Candidates could be rejected after steps 2, 3 or 4.

Now, the problem had a somewhat tricky causal structure. We were asking about the effect of X on Y, but the way the problem was set up, Y also had a causal effect on X, so you had to be careful.1

So candidates had to design analytical strategies to get around this causal issue. Some of these were pretty complex, and it wasn’t always easy for me to think through whether it would work or not. So I started simulating!

I wrote a notebook that would generate fake data under a variety of “true effects”, and then for each candidate I would implement their analytical strategy in code (about 5-10 minutes of work) and run it on this fake data. This would show me whether their approach successfully avoided the causal trap and isolated the effect we cared about.

Whether their solution actually worked wasn’t the key selection criteria, but I could use it to build some intuition that would help me give good hints to the candidates about potential issues during the phone call.

Negative Example

Or, “I wish that I knew what I know now, when I was younger” (song link).

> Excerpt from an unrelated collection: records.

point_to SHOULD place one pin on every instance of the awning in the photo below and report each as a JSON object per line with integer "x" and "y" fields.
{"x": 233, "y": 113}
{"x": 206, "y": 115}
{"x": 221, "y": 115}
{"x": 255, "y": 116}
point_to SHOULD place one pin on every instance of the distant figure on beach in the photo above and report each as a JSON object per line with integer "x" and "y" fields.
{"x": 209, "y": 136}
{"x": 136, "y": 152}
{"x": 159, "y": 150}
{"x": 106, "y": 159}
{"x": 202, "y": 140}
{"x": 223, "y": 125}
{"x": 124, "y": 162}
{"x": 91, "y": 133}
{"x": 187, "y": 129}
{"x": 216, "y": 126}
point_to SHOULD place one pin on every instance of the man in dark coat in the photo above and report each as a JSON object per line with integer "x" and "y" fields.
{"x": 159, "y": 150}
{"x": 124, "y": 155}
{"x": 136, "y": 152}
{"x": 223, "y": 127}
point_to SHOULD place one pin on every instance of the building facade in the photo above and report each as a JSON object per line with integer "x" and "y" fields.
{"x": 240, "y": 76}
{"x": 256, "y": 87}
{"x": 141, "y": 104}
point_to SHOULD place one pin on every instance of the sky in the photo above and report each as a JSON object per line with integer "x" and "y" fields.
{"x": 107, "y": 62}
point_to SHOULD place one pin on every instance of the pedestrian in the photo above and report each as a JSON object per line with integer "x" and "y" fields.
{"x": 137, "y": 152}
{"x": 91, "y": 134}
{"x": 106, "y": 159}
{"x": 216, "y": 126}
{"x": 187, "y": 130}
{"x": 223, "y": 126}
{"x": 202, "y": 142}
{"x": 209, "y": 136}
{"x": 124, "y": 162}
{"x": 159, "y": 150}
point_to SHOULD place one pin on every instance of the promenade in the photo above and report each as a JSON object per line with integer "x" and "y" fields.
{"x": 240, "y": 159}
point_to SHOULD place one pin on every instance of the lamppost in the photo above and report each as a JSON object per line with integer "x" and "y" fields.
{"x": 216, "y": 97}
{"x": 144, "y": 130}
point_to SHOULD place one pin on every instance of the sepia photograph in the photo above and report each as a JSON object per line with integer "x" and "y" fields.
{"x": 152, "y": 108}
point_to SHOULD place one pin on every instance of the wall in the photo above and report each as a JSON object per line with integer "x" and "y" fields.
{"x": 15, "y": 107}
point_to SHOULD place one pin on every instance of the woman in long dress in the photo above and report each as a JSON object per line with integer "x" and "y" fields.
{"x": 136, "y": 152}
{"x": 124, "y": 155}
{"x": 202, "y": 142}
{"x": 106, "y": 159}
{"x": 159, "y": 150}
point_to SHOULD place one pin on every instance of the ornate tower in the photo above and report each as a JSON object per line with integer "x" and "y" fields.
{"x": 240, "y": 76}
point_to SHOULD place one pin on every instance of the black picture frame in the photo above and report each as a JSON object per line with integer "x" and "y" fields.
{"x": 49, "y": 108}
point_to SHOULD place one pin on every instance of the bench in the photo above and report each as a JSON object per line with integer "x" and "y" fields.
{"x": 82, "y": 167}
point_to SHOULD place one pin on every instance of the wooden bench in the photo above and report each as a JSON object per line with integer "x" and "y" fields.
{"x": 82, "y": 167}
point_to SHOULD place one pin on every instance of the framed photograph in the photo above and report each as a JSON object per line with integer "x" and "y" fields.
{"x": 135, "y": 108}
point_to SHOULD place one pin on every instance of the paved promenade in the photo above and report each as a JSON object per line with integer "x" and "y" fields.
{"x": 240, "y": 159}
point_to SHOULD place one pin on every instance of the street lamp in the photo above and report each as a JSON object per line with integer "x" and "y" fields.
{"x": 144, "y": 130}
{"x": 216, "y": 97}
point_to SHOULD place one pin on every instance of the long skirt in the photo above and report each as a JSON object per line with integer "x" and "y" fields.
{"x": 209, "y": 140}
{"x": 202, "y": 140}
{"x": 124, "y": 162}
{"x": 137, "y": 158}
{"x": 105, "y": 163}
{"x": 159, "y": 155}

Early in my career, I was designing the first “production” version of TrueAccord’s outreach engine. The system would have repeated interactions with our customers, and it would have to decide when to initiate outreach and what strategies to use from our “library”. At its core, this looked like a bandit problem, but there were a bunch of complications around domain-specific rules and heuristics, technical limitations, as well as the fact that new strategies were constantly becoming available. We ended up having to make a bunch of informed guesses, and tweaking when we could actually look at the data, but I often wish that I had just run some simulations to better understand the dynamics.

Dan brought my attention to this paper a few years ago. His summary:

when you ask people to explain how a given policy proposal would have its effects (the causal steps from that policy to some outcomes), people become less sure of their understanding of the policy, and this in turn reduces how strongly they support or oppose the policy. They become more moderate when they realize their lack of understanding. Notably, this effect does not happen when you ask people to explain why they support the policy - only when they have to explain how the policy would have its effects.

In other words, even qualitatively there is something special about being forced to specify the mechanism. This is what happens when you write code simulating the part of the world you care about!

Also related is Bret Victor’s idea of model-driven debate.

The heaviest dose of statistics-as-simulation I’ve seen is from Andrew Gelman, through his excellent blog and books. He treats simulation as a major part of any statistical workflow. He’s not alone in this, the Bayesian community leans fairly heavily on simulation, but Gelman is where I was first and most deeply exposed to it.

  1. About 75% of candidates didn’t see this and just ran a regression of X on Y, or similar. This didn’t take any specific statistical knowledge to see, just a little bit of critical thinking. Incidentally, I’ve posed this question to some smart friends with no “data science” background and most of them get this issue pretty quickly.